My gas dryer will not shut off. You set for a cycle hit the start and all is fine gets to the end of the cycle it stops.BUT the timer keeps going untill it hits the next cycle and all by itself it just fires back up.You hit the start button when the timers at stop nothing happens.Im wondering if theres a short in there or somthing. I pulled of all the knobs cleaned them but it still won't stop. I have to unplug it.again when it reaches the end of the cycle its comes to *a compleat stop* but the timer will continue to run and when it reaches the next cycle it will *start right up* start button does not apper to be sticking as it pushes back out and works.could a wire be shorting out. Its a kenmore 60 series gas dryer.Heavy duty softheat large capacity.Any ideas.


----------



## johnpost (Dec 18, 2005)

lexmarks567 said:


> My gas dryer will not shut off. You set for a cycle hit the start and all is fine gets to the end of the cycle it stops.BUT the timer keeps going untill it hits the next cycle and all by itself it just fires back up.You hit the start button when the timers at stop nothing happens.Im wondering if theres a short in there or somthing. I pulled of all the knobs cleaned them but it still won't stop. I have to unplug it.again when it reaches the end of the cycle its comes to *a compleat stop* but the timer will continue to run and when it reaches the next cycle it will *start right up* start button does not apper to be sticking as it pushes back out and works.could a wire be shorting out. Its a kenmore 60 series gas dryer.Heavy duty softheat large capacity.Any ideas.


 you could keep doing wash.

the timer probably has a cam on it which triggers a microswitch
which turns off the timer clock motor.

cams are often held in place with a set screw which might
have loosened and it is slipping.

microswitch may have gone bad or has become disconnected.
if bad it can be replaced with a moderate amount of work.

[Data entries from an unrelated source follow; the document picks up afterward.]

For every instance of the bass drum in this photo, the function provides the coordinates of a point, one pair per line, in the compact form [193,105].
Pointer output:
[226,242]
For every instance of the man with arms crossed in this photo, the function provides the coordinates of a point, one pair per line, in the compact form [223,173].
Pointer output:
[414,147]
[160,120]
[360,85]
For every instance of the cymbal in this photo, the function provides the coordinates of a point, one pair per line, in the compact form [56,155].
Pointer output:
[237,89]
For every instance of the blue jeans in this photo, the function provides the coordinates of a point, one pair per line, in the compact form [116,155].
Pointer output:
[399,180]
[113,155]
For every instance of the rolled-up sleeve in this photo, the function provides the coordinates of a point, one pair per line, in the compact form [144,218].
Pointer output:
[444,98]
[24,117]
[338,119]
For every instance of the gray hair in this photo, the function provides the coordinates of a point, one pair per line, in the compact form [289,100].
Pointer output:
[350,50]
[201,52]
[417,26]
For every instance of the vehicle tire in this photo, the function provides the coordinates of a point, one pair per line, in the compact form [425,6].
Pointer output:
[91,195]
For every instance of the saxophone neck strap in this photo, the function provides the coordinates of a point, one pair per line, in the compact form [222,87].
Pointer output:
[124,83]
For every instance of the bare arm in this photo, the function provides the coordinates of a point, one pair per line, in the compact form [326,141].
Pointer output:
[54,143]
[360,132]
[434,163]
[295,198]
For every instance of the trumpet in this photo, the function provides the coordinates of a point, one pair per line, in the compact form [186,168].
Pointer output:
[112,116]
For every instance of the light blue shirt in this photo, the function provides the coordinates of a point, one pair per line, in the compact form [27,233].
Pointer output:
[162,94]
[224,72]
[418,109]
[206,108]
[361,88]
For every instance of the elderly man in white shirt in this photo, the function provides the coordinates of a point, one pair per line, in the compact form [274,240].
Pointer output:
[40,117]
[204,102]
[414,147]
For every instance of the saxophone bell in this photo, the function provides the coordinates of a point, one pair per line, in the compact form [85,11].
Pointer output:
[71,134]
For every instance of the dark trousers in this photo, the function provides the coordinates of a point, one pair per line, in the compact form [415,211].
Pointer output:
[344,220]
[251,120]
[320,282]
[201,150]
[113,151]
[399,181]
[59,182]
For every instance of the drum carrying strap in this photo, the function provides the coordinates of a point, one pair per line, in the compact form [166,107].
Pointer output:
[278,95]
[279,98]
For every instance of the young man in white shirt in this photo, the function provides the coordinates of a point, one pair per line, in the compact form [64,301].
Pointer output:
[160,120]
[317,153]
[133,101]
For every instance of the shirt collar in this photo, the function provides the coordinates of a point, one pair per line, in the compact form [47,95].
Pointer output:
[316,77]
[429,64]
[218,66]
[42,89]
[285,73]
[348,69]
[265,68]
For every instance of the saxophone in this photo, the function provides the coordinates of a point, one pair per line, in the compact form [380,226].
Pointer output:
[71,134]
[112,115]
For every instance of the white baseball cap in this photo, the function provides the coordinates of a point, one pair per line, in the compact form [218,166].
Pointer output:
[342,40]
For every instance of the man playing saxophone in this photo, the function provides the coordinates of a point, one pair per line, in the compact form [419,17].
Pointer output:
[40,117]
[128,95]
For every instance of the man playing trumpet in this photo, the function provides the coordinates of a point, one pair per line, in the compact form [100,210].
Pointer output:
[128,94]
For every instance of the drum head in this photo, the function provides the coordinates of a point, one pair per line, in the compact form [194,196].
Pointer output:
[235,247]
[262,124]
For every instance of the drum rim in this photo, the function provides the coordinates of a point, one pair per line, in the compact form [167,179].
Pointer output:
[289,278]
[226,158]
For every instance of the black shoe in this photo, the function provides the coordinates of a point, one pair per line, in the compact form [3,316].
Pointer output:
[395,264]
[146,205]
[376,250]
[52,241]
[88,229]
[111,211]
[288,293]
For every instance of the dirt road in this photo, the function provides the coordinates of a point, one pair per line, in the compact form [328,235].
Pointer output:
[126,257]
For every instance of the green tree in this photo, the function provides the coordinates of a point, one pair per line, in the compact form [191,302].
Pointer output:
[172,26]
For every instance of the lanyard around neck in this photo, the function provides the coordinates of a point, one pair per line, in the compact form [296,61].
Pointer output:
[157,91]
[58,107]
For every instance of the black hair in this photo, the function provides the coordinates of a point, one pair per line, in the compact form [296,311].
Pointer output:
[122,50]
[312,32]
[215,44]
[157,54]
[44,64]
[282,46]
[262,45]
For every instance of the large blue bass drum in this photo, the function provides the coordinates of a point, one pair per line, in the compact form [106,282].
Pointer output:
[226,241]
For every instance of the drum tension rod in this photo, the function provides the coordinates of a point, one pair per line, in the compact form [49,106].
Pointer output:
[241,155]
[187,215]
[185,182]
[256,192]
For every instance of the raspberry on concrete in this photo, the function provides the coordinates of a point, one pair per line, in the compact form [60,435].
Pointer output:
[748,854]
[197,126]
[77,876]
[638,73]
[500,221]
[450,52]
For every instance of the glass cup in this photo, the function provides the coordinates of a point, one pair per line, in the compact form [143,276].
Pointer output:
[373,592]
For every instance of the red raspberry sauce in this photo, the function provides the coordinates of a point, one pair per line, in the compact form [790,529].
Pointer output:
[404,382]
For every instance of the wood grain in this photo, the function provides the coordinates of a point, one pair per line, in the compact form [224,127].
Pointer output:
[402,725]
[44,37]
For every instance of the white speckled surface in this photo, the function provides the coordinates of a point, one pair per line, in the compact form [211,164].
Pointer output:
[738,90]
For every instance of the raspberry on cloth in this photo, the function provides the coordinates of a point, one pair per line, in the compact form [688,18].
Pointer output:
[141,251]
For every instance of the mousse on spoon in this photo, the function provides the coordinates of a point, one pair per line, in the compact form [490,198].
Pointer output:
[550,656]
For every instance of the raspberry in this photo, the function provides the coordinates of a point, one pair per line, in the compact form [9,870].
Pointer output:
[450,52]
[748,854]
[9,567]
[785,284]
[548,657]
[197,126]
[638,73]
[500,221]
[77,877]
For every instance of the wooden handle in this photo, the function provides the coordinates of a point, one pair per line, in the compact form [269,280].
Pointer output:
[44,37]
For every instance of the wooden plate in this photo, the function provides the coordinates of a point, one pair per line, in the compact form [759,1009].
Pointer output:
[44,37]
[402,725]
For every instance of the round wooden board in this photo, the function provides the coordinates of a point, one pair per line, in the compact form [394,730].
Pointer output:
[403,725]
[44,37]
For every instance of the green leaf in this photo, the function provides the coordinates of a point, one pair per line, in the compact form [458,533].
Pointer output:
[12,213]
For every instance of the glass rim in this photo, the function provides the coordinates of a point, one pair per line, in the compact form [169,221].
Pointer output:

i didn't look up details on your machine nor do i have
first hand knowledge of it. just some diy thinking 
on my part. i did see some photos of kenmore
 dryers that came up and they looked like
mechanical timers with a clock motor and that
is what my comments assume.


----------



## karnak (Apr 25, 2005)

I have to agree with johnpost, sounds like you have a problem with the timer. I've worked on a few Kenmore's and all the ones I've seen don't have too many user serviceable parts, that is to say you can't buy any parts for the timer itself. They want to sell you a new timer. If the dryer is fairly old and wore out you may consider buying a used one as the timers can be quite costly. I found an old Kenmore in a second hand shop for 40 bucks and been using it for eight years with no problems.


----------



## lexmarks567 (Aug 13, 2006)

seams like if its unpluged for a long period if time then it shuts off.but if the timer keeps going why would it start back up after it hits the shut off part cause the timer will go through a cycle then stop like it supposed too but the timer keeps going and when it reaches the next cycle it starts right back up.and its not supposed too untill you press the start button. Even If I open the door and close it it starts right back up and before I had to hit the start button to restart it.


----------



## JohnWill (Oct 19, 2002)

I think johnpost has hit it, the timer has a problem. I'd pull that and look it over, chances are the problem will be in your hand.


----------



## johnpost (Dec 18, 2005)

lexmarks567 said:


> seams like if its unpluged for a long period if time then it shuts off.but if the timer keeps going why would it start back up after it hits the shut off part cause the timer will go through a cycle then stop like it supposed too but the timer keeps going and when it reaches the next cycle it starts right back up.and its not supposed too untill you press the start button. Even If I open the door and close it it starts right back up and before I had to hit the start button to restart it.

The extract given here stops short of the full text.